Preheat oven to 500. Roll out the dough and lay on a pizza stone, cookie sheet, or tinfoil, lightly oiled and floured (or lined with parchment paper).
Distribute half of the cheese evenly over the dough. Cut onion in half and slice into thin crescents, and lay on top of the cheese.
Wash sweet potato and cut into quarters. Slice each quarter into thin, bite-sized pieces and add to the pizza.
Wash kale and cut into small pieces (about 2 inches across). Lay kale onto the pizza and top with remaining cheese.
Pop it in the oven for 10 minutes or until the crust starts to brown and the cheese is melted. When it looks like a pizza you want to eat, take it out.
So, you like those kale chips, huh? Well, meet their sexier, smokier cousin — grilled kale. As simple as it sounds, we can't believe it took us this long to try this genius summer recipe. It takes about two minutes to complete, and these large crispy leaves make the perfect shareable appetizer or table snack. You can whip up a large platter in minutes and let guests pull off bite-sized pieces to nibble on. Or keep 'em all to yourself and enjoy a healthy and utterly addictive new nosh.
1 large bunch of lacinato kale (aka, dinosaur kale)
Olive oil for brushing
Sea salt to taste
Wash kale leaves and dry completely. Lay them out on a large platter or cookie sheet.
Brush each leaf lightly with olive oil. If you don't have a brush, just get a little messy and use your fingers. Your cuticles will thank you later.
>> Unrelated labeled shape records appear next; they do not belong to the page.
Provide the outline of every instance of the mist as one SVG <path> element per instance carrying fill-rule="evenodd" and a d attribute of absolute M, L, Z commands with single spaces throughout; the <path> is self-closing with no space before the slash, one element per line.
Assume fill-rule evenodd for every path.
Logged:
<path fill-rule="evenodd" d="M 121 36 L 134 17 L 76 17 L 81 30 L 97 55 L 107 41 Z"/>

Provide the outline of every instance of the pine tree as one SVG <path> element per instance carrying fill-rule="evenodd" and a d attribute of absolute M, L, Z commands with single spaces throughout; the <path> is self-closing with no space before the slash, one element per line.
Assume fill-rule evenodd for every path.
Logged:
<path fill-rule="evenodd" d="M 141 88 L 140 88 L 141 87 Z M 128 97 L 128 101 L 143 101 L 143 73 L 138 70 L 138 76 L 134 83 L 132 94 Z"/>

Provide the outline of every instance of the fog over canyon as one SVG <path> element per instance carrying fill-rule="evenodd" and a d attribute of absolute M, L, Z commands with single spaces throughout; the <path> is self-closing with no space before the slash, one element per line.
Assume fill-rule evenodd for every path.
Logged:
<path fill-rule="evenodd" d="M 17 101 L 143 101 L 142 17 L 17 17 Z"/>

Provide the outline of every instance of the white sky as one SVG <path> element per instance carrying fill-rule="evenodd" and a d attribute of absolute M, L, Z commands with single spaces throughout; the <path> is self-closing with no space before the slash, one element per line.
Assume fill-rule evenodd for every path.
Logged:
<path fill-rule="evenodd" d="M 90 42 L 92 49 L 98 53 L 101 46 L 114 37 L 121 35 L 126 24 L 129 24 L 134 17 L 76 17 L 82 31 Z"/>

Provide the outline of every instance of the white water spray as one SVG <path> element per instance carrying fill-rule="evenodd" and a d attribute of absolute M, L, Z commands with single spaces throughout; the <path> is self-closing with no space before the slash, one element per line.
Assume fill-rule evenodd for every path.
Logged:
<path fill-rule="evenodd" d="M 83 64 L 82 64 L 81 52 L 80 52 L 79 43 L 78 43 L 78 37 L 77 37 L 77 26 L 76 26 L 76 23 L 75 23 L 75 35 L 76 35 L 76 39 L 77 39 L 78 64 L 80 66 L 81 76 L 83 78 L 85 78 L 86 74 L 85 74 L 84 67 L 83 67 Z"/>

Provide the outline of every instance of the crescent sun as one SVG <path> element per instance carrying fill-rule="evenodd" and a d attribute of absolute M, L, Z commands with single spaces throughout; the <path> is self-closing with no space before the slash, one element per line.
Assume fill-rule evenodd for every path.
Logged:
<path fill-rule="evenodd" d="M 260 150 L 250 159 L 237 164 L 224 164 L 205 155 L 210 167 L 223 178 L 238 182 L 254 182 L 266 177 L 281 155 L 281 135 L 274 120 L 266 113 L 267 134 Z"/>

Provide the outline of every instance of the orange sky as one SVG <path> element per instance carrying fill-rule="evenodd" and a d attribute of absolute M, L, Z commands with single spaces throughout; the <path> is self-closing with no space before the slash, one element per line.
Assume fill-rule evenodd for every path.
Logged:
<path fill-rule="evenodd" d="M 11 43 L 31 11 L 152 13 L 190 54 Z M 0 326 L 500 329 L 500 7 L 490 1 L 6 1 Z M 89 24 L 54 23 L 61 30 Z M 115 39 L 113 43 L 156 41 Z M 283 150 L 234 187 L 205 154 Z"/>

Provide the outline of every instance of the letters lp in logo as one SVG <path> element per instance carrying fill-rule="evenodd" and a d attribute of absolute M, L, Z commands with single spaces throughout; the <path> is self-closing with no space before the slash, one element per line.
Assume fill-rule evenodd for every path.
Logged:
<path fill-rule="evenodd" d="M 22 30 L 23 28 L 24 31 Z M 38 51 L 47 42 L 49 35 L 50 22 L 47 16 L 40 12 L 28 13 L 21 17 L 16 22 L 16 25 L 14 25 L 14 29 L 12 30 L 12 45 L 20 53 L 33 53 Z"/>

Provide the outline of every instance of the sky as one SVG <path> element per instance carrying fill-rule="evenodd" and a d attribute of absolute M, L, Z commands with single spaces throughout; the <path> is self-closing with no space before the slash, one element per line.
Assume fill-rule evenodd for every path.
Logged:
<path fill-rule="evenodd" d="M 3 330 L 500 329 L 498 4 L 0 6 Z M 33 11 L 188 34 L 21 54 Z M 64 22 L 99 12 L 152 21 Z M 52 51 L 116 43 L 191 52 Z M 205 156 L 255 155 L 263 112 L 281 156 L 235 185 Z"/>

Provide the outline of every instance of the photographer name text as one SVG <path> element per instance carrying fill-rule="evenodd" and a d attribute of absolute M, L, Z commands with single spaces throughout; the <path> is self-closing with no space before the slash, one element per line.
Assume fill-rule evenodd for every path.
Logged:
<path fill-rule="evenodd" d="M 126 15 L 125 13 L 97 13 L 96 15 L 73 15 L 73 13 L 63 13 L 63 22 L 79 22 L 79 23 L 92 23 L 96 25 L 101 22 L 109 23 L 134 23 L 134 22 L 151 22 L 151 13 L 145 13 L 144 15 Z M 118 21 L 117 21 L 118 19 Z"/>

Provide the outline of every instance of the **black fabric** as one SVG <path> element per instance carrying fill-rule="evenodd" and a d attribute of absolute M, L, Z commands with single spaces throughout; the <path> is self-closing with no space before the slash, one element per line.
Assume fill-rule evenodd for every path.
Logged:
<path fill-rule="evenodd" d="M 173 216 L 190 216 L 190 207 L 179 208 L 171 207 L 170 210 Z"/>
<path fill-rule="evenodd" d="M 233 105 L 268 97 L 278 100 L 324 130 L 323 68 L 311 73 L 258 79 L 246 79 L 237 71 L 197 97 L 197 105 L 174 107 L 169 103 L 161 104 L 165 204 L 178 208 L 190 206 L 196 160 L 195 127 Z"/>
Lay each leaf on the hot grill for about 45 seconds per side, or until they get brown and crispy (you can use a grill pan on a stovetop, too). You may have to turn a couple times to check that they're ready. Don't freak out if you get some burned spots — they actually add a great hit of flavor.
When done, stack leaves on a large plate, sprinkling each with flakey sea salt (like Maldon), and serve!